Анфиса сейчас вдруг вспомнила этот разговор, эту наивную, как ей тогда показалось, фразу: «Хорошо, что на земле есть речки». А ведь в самом деле хорошо. И что солнце на небе, и что дождь, и что снег, зима, а потом весна… Только бы война вот скорей кончилась, Кирьян вернулся…

Анфиса неожиданно для самой себя всхлипнула.

— Вы уж напрасно так, — сказала учительница, откладывая нож и доставая папиросу. — Письмо вам еще будет, задержалось где-то.

— Не задержалось, не будет. — Анфиса враждебно сверкнула глазами, будто недовольная за эти участливые слова. — Я вот чувствую, что-то случилось с ним. Что-то случилось!

Берта Яковлевна чиркнула спичкой, прикурила, стала смотреть в окно, за которым в синей предутренней дождливой мгле проступали мокрые горбатые крыши соседних домов.

— Он, ваш муж Кирьян, был хороший человек?

— Хороший, — прошептала Анфиса, опуская голову. Но тут же медленно начала ее поднимать, в глазах ее была не враждебность уже, а в прах испепеляющая ненависть. Анфиса поднимала голову угрожающе, зловеще, в руках у нее был кухонный нож потемневшего железа. Сжимая этот нож, будто собираясь кинуться на учительницу, она начала подниматься с табурета. Берта Яковлевна обо всем догадалась, торопливо бросила папиросу в кучку картофельных очисток.

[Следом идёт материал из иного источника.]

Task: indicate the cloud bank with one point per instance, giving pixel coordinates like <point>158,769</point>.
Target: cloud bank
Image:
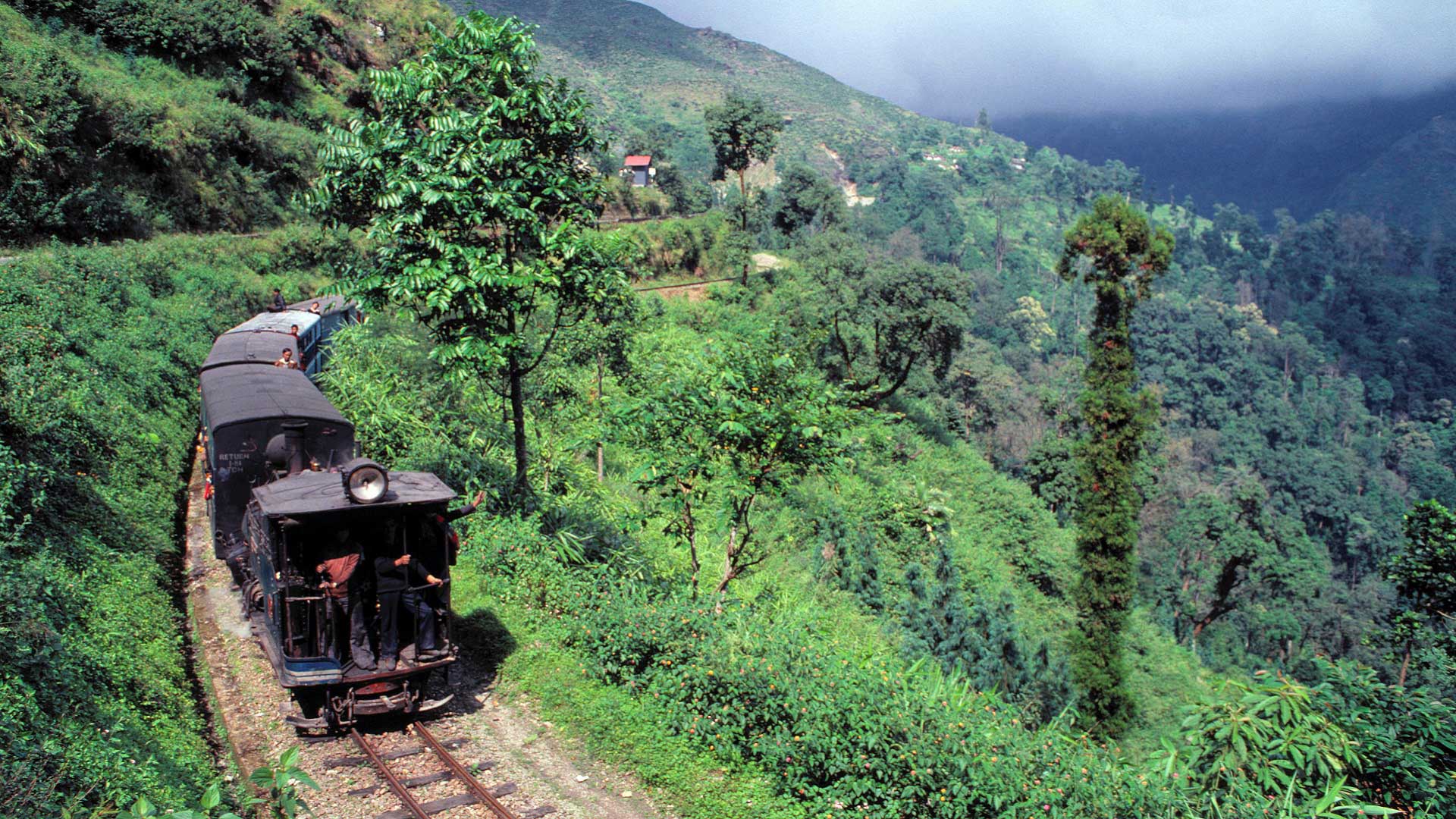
<point>951,58</point>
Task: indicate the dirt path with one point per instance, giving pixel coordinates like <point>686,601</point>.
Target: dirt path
<point>249,707</point>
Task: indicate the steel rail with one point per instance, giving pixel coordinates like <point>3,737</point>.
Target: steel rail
<point>481,792</point>
<point>410,802</point>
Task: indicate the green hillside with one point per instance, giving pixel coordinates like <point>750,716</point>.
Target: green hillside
<point>124,120</point>
<point>897,640</point>
<point>645,72</point>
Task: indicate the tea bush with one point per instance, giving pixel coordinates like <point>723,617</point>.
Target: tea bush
<point>98,406</point>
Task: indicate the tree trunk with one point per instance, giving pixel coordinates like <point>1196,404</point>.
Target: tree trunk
<point>513,373</point>
<point>730,569</point>
<point>601,469</point>
<point>743,191</point>
<point>691,528</point>
<point>743,213</point>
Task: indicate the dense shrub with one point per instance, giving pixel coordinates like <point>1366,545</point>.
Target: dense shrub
<point>96,417</point>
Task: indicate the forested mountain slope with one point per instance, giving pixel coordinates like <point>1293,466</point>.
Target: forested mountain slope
<point>1301,156</point>
<point>913,589</point>
<point>121,120</point>
<point>653,76</point>
<point>1337,420</point>
<point>1413,183</point>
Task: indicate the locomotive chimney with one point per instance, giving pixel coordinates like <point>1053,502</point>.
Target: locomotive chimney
<point>293,445</point>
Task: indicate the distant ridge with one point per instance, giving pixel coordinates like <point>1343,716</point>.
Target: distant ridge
<point>642,69</point>
<point>1301,156</point>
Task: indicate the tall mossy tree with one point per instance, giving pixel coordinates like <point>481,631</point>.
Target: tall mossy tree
<point>469,177</point>
<point>743,130</point>
<point>1424,575</point>
<point>1119,256</point>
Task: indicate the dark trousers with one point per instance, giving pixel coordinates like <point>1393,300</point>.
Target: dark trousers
<point>354,611</point>
<point>391,605</point>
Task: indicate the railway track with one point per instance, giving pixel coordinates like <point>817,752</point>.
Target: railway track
<point>413,808</point>
<point>683,284</point>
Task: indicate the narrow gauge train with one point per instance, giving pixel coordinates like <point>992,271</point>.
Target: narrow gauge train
<point>283,484</point>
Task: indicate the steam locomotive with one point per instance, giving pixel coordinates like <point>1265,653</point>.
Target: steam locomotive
<point>283,485</point>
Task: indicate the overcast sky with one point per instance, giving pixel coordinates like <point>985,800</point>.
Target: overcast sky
<point>951,57</point>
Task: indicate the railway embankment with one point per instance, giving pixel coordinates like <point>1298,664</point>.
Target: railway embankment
<point>501,742</point>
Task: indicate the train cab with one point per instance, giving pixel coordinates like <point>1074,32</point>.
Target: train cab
<point>245,411</point>
<point>291,525</point>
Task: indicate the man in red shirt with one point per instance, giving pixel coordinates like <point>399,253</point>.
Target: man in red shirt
<point>344,594</point>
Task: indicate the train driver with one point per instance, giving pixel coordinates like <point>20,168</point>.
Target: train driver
<point>394,573</point>
<point>344,592</point>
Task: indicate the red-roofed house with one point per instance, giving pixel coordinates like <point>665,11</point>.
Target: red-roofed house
<point>641,169</point>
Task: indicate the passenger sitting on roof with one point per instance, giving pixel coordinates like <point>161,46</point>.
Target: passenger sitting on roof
<point>287,360</point>
<point>344,592</point>
<point>392,583</point>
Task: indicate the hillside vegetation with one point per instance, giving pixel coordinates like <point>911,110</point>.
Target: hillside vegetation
<point>807,537</point>
<point>123,120</point>
<point>98,419</point>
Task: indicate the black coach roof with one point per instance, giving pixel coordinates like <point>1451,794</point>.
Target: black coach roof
<point>278,322</point>
<point>235,395</point>
<point>327,303</point>
<point>310,493</point>
<point>249,349</point>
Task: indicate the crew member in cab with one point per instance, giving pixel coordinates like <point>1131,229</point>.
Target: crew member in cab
<point>341,582</point>
<point>397,573</point>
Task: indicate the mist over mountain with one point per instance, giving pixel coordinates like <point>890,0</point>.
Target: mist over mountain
<point>1296,156</point>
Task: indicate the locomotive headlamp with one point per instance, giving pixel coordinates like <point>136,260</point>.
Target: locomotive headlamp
<point>364,482</point>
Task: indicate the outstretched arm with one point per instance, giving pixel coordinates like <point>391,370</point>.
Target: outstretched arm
<point>466,509</point>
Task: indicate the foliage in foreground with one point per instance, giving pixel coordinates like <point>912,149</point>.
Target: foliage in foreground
<point>96,419</point>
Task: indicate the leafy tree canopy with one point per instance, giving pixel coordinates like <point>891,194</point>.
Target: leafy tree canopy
<point>471,175</point>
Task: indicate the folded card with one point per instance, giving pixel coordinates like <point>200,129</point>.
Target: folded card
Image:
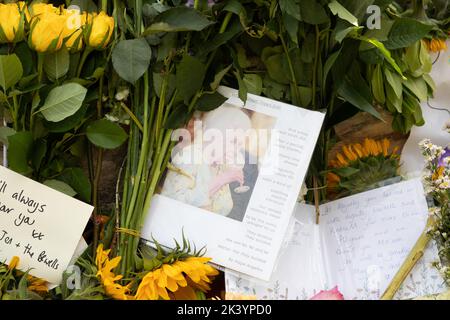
<point>359,245</point>
<point>39,225</point>
<point>234,180</point>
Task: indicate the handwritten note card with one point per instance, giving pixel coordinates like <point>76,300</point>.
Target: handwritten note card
<point>39,225</point>
<point>359,245</point>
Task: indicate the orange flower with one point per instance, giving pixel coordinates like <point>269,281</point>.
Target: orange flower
<point>370,147</point>
<point>179,280</point>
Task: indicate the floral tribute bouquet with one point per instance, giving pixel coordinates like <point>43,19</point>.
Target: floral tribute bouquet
<point>80,78</point>
<point>437,182</point>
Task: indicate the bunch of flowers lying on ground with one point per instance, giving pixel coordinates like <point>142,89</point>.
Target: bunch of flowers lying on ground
<point>174,275</point>
<point>361,166</point>
<point>437,184</point>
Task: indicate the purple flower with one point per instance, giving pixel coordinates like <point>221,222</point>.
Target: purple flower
<point>441,161</point>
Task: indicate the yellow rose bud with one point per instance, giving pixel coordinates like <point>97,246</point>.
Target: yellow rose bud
<point>12,21</point>
<point>100,31</point>
<point>47,32</point>
<point>74,28</point>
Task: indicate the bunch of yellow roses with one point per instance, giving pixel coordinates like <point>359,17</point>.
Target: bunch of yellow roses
<point>51,28</point>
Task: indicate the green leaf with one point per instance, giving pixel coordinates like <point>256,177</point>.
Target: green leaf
<point>329,64</point>
<point>5,132</point>
<point>69,123</point>
<point>405,32</point>
<point>291,8</point>
<point>243,91</point>
<point>189,77</point>
<point>178,19</point>
<point>386,53</point>
<point>38,153</point>
<point>56,65</point>
<point>418,87</point>
<point>291,25</point>
<point>19,150</point>
<point>178,118</point>
<point>313,12</point>
<point>346,171</point>
<point>210,101</point>
<point>219,76</point>
<point>253,83</point>
<point>339,10</point>
<point>61,187</point>
<point>11,71</point>
<point>63,101</point>
<point>106,134</point>
<point>394,81</point>
<point>131,58</point>
<point>378,85</point>
<point>76,178</point>
<point>394,103</point>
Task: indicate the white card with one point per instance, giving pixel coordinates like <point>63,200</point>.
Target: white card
<point>241,227</point>
<point>359,246</point>
<point>39,225</point>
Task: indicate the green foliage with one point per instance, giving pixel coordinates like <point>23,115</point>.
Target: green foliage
<point>106,134</point>
<point>131,59</point>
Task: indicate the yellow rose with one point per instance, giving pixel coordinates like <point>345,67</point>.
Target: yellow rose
<point>74,28</point>
<point>100,31</point>
<point>47,32</point>
<point>12,20</point>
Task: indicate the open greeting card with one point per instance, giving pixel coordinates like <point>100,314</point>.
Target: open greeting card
<point>234,180</point>
<point>358,246</point>
<point>39,225</point>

— Анфиса, простите! Я оговорилась.

— Т-ты?! — взвизгнула Анфиса. — Что ты его хоронишь?!

От ее вскрика проснулся Колька, быстро приподнялся, сел, спросонья заморгал глазами.

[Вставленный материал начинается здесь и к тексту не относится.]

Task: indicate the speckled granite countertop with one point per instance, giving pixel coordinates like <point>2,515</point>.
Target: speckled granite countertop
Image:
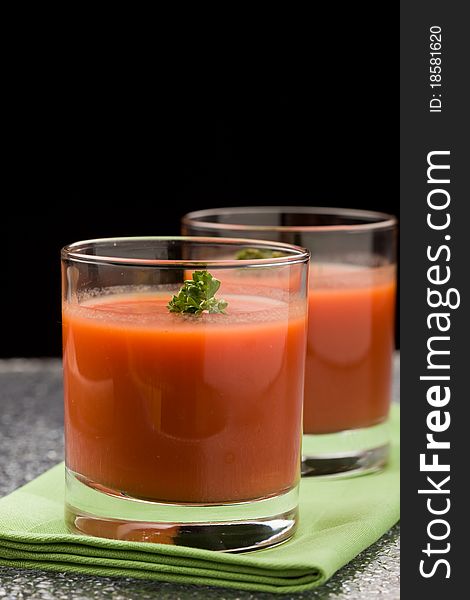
<point>31,441</point>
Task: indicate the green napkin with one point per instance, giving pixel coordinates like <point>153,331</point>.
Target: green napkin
<point>338,519</point>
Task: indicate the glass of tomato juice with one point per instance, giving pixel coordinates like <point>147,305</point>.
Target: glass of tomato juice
<point>183,384</point>
<point>351,324</point>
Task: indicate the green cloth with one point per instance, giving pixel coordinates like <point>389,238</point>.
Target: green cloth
<point>338,519</point>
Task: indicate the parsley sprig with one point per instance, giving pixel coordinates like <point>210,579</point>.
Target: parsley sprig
<point>198,295</point>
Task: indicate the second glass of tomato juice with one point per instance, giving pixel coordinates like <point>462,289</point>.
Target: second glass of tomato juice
<point>351,323</point>
<point>183,384</point>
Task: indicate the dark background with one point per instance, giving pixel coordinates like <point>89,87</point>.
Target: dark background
<point>110,147</point>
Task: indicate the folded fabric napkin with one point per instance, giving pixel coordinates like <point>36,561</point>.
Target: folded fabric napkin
<point>338,519</point>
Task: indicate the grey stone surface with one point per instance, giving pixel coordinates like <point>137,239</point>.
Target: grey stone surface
<point>31,441</point>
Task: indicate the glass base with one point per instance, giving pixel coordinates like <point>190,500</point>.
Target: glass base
<point>346,453</point>
<point>224,527</point>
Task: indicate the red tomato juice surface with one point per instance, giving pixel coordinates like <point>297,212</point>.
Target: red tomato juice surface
<point>177,408</point>
<point>349,348</point>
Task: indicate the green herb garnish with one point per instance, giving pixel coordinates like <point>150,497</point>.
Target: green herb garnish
<point>254,253</point>
<point>198,295</point>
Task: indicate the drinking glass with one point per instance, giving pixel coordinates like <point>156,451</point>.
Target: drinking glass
<point>183,427</point>
<point>351,324</point>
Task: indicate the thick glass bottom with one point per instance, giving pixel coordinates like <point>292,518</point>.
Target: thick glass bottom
<point>234,527</point>
<point>346,453</point>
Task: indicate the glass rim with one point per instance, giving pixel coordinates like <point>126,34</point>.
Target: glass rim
<point>296,255</point>
<point>378,220</point>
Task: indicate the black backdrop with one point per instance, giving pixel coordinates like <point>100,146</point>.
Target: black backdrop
<point>102,152</point>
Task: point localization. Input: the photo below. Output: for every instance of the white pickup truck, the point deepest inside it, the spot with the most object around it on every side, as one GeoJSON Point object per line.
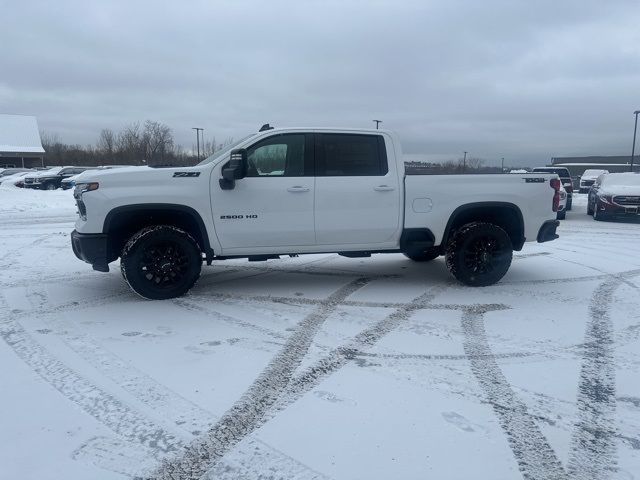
{"type": "Point", "coordinates": [305, 190]}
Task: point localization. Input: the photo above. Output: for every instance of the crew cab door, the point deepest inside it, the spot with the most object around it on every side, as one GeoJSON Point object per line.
{"type": "Point", "coordinates": [358, 191]}
{"type": "Point", "coordinates": [273, 205]}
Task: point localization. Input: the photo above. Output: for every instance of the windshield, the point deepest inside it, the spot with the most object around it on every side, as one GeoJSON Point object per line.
{"type": "Point", "coordinates": [593, 173]}
{"type": "Point", "coordinates": [561, 172]}
{"type": "Point", "coordinates": [630, 179]}
{"type": "Point", "coordinates": [224, 151]}
{"type": "Point", "coordinates": [51, 171]}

— Что кричишь-то? Случилось чего, мам?

Анфиса молча и тяжело дышала.

— Ничего не случилось, — сказала Берта Яковлевна. — А ты вставай, сегодня последний экзамен у тебя. И я буду спрашивать тебя строго. Бином Ньютона повторил?

— Да знаю я его, — зевнул Колька.

— Николай, я серьезно говорю! — рассердилась учительница. — Я обязательно задам тебе этот дополнительный вопрос.

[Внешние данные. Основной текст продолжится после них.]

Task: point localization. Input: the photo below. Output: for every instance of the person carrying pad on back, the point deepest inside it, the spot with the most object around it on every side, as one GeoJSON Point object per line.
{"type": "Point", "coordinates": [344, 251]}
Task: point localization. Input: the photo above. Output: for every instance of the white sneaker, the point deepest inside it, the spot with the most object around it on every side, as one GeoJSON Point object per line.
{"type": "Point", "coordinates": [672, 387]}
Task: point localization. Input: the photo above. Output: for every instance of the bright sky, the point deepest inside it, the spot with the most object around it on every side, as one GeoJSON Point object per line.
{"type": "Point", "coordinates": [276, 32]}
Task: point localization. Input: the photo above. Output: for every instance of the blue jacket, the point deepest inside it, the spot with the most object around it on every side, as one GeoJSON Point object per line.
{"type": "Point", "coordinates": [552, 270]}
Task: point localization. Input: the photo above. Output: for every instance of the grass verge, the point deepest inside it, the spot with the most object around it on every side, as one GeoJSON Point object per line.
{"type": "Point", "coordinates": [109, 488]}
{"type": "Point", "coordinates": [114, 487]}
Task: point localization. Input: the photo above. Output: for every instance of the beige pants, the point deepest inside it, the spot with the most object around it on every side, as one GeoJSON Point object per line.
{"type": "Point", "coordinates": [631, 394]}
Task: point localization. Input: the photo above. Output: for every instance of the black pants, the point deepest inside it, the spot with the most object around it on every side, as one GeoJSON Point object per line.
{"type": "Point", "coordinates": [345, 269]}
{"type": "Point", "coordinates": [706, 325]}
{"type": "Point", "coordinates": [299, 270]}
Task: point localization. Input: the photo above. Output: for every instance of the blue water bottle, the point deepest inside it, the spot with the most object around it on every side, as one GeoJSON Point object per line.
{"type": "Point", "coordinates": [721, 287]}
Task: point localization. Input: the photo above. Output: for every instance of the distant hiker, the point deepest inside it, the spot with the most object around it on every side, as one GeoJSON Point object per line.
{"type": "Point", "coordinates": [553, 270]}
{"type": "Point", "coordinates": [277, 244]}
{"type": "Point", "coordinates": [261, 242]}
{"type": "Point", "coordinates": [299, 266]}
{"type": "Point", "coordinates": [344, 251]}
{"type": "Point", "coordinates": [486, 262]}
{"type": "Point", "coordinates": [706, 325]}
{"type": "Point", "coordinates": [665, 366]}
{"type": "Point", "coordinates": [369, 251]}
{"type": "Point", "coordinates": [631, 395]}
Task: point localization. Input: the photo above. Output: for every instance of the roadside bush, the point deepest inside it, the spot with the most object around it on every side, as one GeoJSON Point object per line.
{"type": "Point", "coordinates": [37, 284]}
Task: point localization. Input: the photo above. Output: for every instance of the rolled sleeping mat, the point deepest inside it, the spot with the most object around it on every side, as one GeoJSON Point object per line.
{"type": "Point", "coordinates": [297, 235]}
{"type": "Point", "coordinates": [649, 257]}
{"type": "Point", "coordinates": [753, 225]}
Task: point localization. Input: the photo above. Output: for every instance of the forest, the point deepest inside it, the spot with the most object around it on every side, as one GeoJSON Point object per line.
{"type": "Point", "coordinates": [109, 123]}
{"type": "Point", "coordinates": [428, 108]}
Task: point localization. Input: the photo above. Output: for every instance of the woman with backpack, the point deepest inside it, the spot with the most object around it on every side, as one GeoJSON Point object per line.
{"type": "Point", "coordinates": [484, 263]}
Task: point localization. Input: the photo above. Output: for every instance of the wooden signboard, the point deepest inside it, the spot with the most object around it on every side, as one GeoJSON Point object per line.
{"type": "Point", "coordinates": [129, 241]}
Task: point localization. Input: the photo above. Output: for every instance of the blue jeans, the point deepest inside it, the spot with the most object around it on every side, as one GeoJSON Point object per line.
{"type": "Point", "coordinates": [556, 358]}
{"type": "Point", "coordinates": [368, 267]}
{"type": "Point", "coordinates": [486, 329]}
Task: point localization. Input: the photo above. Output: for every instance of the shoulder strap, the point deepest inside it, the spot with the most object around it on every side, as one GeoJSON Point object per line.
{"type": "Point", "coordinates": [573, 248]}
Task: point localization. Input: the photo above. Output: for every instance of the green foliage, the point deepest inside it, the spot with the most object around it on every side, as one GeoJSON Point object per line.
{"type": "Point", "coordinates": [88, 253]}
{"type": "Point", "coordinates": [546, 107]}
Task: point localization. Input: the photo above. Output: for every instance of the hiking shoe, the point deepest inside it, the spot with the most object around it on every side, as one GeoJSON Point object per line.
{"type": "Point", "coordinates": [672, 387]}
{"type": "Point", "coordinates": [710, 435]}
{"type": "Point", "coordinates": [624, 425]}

— Сказал — знаю. На тройку, а знаю.

— Вот, — Берта Яковлевна повернулась к Анфисе, — на тройку…

Пока шел этот разговор, Анфиса немножко успокоилась, отошла. Она знала, почему идет у них эта перепалка о непонятном ей биноме неведомого Ньютона. Однажды Берте Яковлевне все-таки показалась подозрительной какая-то Колькина отметка в журнале, и учительница, удивленно разглядывая классный журнал, вышла из своей комнаты: «Николай, это когда ж я тебя по алгебре спрашивала?» — «Здрасте! — воскликнул сын нахально. — Когда я бином Ньютона-то пол-урока вам шпарил?» — «Ну-ка, бери ручку и бумагу». — «Еще чего? На уроке — пожалуйста, переспросите. Я вам в два мига его выведу…»

И Колька быстренько, торопливее, чем положено, скрылся за дверьми.

В тот вечер он долго готовил уроки, чуть не до утра шуршал страницами учебников, и Анфиса догадалась, что этот самый бином он не знает, а сейчас вот учит. «Паразит такой, мошенник!» — думала она тогда о сыне с раздражением.

— На тройку, видите ли, он знает, — повторила учительница. — И доволен. Безобразие! А способный парень. На фронт собираешься! Оценка тогда все-таки подозрительно появилась… А меня, Анфиса, простите, ради бога. Ну, оговорилась я. Я не хотела. Жив, жив ваш муж.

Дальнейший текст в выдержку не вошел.